David Whitley, The Tampa Tribune, published 22 September 1997

Wonder what Jimmy Johnson thinks now? He could have had Mr. Quarterback, Trent Dilfer. He could have been wearing that fashionable red and pewter on Sunday night. It's a little early to say Johnson made a bad career move, but it's becoming apparent he miscalculated on a couple of things. Maybe Dilfer can be a pretty good quarterback. And maybe Tampa Bay can become a power before Miami, especially now that Tony Dungy is leading the salvage operation.
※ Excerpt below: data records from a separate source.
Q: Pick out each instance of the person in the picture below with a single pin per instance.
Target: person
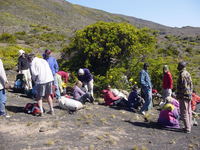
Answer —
(194, 103)
(62, 78)
(43, 78)
(184, 95)
(112, 100)
(169, 116)
(80, 95)
(86, 78)
(23, 68)
(146, 88)
(3, 98)
(134, 99)
(54, 68)
(167, 84)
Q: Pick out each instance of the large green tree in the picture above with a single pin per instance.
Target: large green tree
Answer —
(104, 47)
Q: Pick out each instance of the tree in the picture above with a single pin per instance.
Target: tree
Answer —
(103, 46)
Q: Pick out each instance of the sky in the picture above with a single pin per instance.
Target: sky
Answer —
(173, 13)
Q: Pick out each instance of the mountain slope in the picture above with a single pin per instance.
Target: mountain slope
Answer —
(60, 14)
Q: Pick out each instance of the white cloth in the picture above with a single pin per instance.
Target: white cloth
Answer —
(3, 78)
(41, 72)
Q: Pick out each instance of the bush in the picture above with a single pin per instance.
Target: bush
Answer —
(7, 38)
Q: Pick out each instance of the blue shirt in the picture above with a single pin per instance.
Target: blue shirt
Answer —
(52, 64)
(145, 80)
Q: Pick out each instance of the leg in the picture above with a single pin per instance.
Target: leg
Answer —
(2, 102)
(90, 87)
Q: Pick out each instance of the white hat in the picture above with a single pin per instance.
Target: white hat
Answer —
(21, 51)
(81, 71)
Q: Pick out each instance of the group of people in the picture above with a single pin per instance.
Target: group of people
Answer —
(41, 74)
(175, 107)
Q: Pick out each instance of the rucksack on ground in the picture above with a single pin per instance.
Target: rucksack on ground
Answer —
(32, 108)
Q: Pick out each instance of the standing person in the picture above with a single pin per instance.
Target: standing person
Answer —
(3, 82)
(42, 76)
(167, 84)
(23, 68)
(86, 78)
(54, 68)
(146, 88)
(184, 95)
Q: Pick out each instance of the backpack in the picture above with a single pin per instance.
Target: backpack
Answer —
(19, 85)
(32, 108)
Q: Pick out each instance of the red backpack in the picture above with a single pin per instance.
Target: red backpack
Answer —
(32, 108)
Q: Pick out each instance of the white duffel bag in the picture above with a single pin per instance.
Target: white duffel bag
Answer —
(69, 104)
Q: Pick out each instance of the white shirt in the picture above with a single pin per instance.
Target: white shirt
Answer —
(41, 72)
(3, 78)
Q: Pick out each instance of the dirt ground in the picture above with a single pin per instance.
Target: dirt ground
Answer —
(96, 127)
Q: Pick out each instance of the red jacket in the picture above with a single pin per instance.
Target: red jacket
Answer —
(195, 100)
(109, 97)
(167, 81)
(64, 75)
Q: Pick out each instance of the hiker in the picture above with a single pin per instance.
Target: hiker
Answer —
(23, 68)
(167, 84)
(3, 82)
(43, 78)
(135, 101)
(195, 103)
(62, 78)
(169, 116)
(112, 100)
(80, 95)
(86, 78)
(54, 68)
(184, 95)
(146, 88)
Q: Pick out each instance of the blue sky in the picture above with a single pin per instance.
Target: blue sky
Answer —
(174, 13)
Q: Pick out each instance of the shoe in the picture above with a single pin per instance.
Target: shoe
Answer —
(186, 131)
(143, 113)
(51, 112)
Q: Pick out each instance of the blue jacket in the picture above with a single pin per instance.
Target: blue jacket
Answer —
(52, 64)
(145, 80)
(86, 77)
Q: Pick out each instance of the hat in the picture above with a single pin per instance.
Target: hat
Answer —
(81, 71)
(168, 106)
(21, 51)
(47, 51)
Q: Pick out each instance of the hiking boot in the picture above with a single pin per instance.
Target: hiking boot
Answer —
(51, 112)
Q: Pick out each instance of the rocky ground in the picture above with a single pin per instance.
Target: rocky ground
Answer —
(96, 127)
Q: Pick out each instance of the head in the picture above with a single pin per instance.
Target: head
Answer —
(79, 83)
(165, 68)
(80, 72)
(181, 65)
(21, 52)
(108, 87)
(31, 57)
(146, 65)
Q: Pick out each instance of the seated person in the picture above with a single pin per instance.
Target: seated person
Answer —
(112, 100)
(80, 95)
(134, 99)
(173, 101)
(169, 116)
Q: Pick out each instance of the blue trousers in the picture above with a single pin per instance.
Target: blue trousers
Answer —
(2, 102)
(147, 98)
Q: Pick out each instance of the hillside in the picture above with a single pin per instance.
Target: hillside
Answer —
(19, 15)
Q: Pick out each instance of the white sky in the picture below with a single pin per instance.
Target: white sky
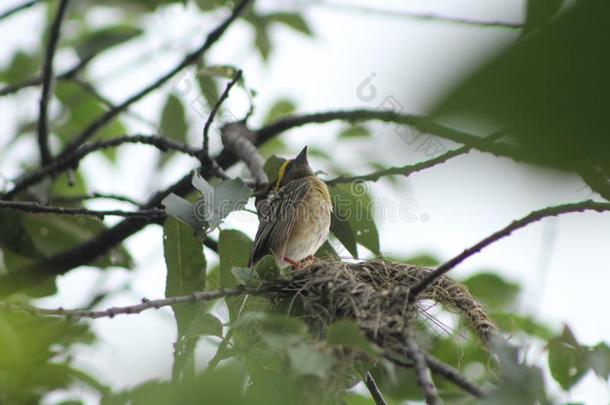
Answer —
(461, 201)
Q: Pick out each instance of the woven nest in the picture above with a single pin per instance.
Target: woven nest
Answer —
(375, 294)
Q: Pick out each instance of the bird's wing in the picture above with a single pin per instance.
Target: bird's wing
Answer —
(278, 220)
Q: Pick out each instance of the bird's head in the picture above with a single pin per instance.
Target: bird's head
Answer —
(294, 169)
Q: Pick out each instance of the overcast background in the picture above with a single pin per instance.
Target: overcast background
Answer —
(563, 263)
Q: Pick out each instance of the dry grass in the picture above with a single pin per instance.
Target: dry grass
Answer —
(375, 295)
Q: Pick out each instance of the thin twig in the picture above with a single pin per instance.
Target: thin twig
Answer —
(407, 170)
(36, 208)
(89, 88)
(189, 59)
(47, 82)
(239, 140)
(206, 128)
(422, 372)
(420, 123)
(16, 9)
(96, 196)
(37, 80)
(72, 159)
(370, 383)
(136, 309)
(532, 217)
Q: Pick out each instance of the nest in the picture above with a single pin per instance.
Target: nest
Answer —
(375, 294)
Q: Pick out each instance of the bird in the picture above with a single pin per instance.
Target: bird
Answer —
(295, 222)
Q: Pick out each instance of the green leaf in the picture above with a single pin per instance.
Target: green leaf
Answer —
(23, 66)
(306, 360)
(292, 20)
(209, 5)
(326, 251)
(53, 234)
(267, 268)
(185, 269)
(539, 12)
(283, 107)
(183, 210)
(341, 228)
(599, 360)
(352, 201)
(354, 131)
(567, 359)
(266, 323)
(512, 323)
(208, 87)
(272, 168)
(173, 123)
(95, 42)
(492, 290)
(550, 104)
(347, 333)
(205, 325)
(224, 71)
(234, 251)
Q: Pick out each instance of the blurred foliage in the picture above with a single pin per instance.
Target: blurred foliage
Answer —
(34, 356)
(553, 108)
(546, 88)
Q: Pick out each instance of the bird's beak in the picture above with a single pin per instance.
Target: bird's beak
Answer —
(302, 157)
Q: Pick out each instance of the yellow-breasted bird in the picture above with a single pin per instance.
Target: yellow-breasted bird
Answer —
(296, 221)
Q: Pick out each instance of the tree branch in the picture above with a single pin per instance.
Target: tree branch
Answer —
(136, 309)
(422, 372)
(420, 123)
(237, 138)
(47, 83)
(35, 208)
(35, 81)
(72, 159)
(407, 170)
(370, 383)
(96, 196)
(189, 59)
(534, 216)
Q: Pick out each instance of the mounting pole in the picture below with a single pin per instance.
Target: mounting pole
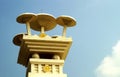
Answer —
(28, 28)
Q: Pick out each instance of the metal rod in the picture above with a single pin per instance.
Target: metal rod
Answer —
(28, 28)
(42, 29)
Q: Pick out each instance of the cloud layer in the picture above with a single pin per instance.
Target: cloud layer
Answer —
(110, 65)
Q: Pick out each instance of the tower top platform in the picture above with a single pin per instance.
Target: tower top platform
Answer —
(46, 47)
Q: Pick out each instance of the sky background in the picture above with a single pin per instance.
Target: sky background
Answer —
(95, 51)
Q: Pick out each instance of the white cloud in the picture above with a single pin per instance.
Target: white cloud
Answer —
(110, 65)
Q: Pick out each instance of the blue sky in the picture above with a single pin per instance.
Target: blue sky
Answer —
(96, 36)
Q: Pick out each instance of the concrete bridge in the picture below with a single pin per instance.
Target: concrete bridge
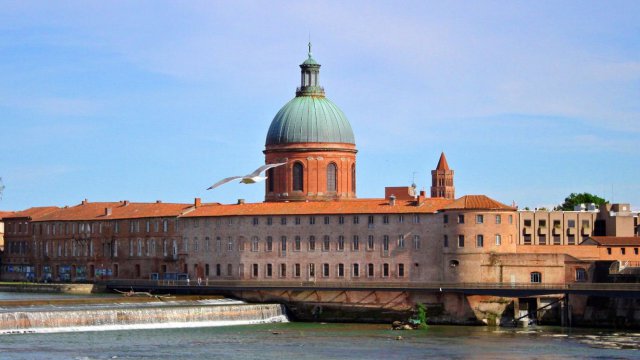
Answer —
(624, 290)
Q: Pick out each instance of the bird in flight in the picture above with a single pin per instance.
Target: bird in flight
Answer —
(252, 178)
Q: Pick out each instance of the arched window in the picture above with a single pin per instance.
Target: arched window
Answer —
(332, 183)
(353, 178)
(536, 277)
(298, 177)
(270, 180)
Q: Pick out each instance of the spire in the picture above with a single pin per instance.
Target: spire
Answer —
(310, 71)
(442, 163)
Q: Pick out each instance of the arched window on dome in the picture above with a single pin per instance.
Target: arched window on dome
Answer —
(353, 178)
(332, 177)
(270, 180)
(298, 177)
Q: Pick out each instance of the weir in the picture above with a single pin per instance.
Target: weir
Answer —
(149, 315)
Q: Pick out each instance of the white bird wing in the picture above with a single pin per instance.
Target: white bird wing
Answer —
(223, 181)
(264, 168)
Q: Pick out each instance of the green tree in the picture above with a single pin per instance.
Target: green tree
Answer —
(576, 199)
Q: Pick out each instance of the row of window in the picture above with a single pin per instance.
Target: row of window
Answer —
(68, 228)
(298, 178)
(325, 271)
(571, 223)
(480, 218)
(325, 244)
(479, 240)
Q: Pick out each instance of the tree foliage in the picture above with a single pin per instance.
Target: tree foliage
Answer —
(576, 199)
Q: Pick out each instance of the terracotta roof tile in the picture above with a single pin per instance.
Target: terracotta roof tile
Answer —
(119, 210)
(32, 213)
(477, 202)
(359, 206)
(442, 163)
(616, 240)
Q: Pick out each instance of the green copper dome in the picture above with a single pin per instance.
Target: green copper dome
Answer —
(310, 119)
(310, 116)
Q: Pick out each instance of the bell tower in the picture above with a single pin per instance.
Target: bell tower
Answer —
(442, 180)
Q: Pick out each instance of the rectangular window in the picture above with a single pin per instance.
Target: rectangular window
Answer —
(312, 243)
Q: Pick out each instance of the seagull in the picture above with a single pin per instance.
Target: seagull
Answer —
(252, 178)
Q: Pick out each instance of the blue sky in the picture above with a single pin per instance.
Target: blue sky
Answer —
(152, 100)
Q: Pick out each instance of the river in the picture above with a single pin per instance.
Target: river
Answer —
(323, 341)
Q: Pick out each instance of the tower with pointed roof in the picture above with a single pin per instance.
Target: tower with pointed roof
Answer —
(313, 136)
(442, 180)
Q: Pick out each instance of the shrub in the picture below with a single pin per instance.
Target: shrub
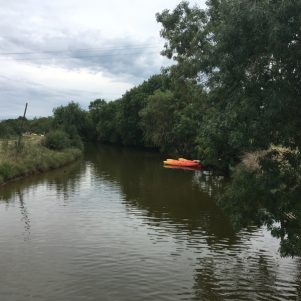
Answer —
(57, 140)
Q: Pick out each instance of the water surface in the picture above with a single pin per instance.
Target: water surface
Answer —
(118, 226)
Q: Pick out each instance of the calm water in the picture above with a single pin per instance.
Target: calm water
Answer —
(118, 226)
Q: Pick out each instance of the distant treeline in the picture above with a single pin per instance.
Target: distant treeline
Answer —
(235, 89)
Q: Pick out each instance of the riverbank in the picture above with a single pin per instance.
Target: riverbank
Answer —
(33, 158)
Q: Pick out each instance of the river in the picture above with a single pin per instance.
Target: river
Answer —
(116, 225)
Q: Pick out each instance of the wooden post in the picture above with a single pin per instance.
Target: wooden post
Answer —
(21, 128)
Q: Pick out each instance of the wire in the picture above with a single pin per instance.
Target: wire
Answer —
(143, 46)
(78, 57)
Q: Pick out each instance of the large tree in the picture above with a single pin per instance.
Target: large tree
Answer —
(246, 54)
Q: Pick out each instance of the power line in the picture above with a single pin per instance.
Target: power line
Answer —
(143, 46)
(79, 57)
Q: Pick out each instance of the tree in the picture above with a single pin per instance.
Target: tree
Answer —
(246, 55)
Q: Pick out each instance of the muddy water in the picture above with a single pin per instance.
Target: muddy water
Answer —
(118, 226)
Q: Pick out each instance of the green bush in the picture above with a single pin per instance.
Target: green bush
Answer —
(7, 170)
(57, 140)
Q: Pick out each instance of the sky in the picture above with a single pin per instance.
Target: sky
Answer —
(54, 52)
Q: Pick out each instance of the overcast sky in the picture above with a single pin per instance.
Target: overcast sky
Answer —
(52, 52)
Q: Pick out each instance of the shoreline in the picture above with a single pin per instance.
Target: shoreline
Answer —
(39, 161)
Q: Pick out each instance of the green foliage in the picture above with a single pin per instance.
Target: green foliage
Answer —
(244, 53)
(268, 195)
(157, 120)
(72, 118)
(57, 140)
(32, 159)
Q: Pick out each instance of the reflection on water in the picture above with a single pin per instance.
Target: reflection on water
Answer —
(118, 226)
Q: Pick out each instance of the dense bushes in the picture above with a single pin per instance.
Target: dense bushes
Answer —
(32, 159)
(57, 140)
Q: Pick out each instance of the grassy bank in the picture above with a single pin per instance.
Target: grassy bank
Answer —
(32, 158)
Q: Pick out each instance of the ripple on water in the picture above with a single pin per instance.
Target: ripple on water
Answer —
(100, 231)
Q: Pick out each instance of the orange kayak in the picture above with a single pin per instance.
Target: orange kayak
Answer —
(182, 162)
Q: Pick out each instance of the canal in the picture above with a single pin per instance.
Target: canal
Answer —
(116, 225)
One thing Dungy has done is give Dilfer some help, which is more than Dan Marino can say. That's not the only reason there's been a titanic power shift from Florida's east coast to the west, but it's a big one. The nice story line going into Sunday's game was the quarterback body- snatching. Dilfer was leading the NFC in passing, which made Johnson's low- ball estimation of him two years ago look pretty off-base. There were no hard feelings, mainly because Johnson was right. Dilfer told him so before the game. "Everything you said was fair," Dilfer said. "I hadn't earned it yet." Four touchdown passes later, he'd earned something. Like the knowledge he could have played for Johnson, though he probably wouldn't want to. Not with what Johnson has given Marino to work with.

Give Marino help like Warrick Dunn, Reidel Anthony and Mike Alstott, and the reports of his demise would be greatly exaggerated. Give them to Dilfer, and look what's happening. He continued his evolution from quarterback caterpillar to butterfly on Sunday, completing 13 of his first 15 passes. The only Dilfer relapse was an interception to Zach Thomas. That broke a string of 92 throws without an interception. Didn't Dilfer go 92 throws without a completion a couple of years ago? Those memories are fading fast, sort of like the ones of Marino the Magnificent.

Then again, you try throwing touchdowns to the fragile hands of Fred Barnett and Brian Manning. You have to feel sorry for Marino. He stands in the pocket on his creaky legs like the last great gunslinger and keeps firing away, but the battle seems futile, even embarrassing for a legend of his stature. For that, he partially can thank Johnson for surrounding him with guys who are either past their prime or will never have one. Johnson undoubtedly has a master plan to solve this mess. Unfortunately for Marino, it is not synchronised with his body clock. After 15 seasons, he is winding down while Johnson spins his coaching wheels.

A defining moment came in the second quarter when Marino threw a perfect 20-yard pass to Manning. It bounced off the rookie's hands. Marino just clapped in Manning's direction and kept firing. That he still can do. Marino dropping back and surveying the field still makes defensive co-ordinators swallow their hearts. He completed his next six passes as the Dolphins made it 14-7 at halftime.

The news Sunday was that Dilfer is now giving opponents the same feeling. His 38-yard touchdown pass to Anthony was Marinoesque. Maybe we should stop being surprised at such things, but it's still too soon to let old notions totally die. They came back briefly when Dilfer chunked a ball so far away he was called for intentional grounding. That gave the Bucs a third-and-29 at Miami's 42. What's a quarterback to do? These days, he just flips it out to Dunn and lets good things happen. Like a 58-yard score that clinched the game. "I was kind of embarrassed because of the play I'd made before," Dilfer said. No problem. Dungy has given him the help he needs to avoid all sorts of embarrassment. Marino can only look on and wish he was so luck.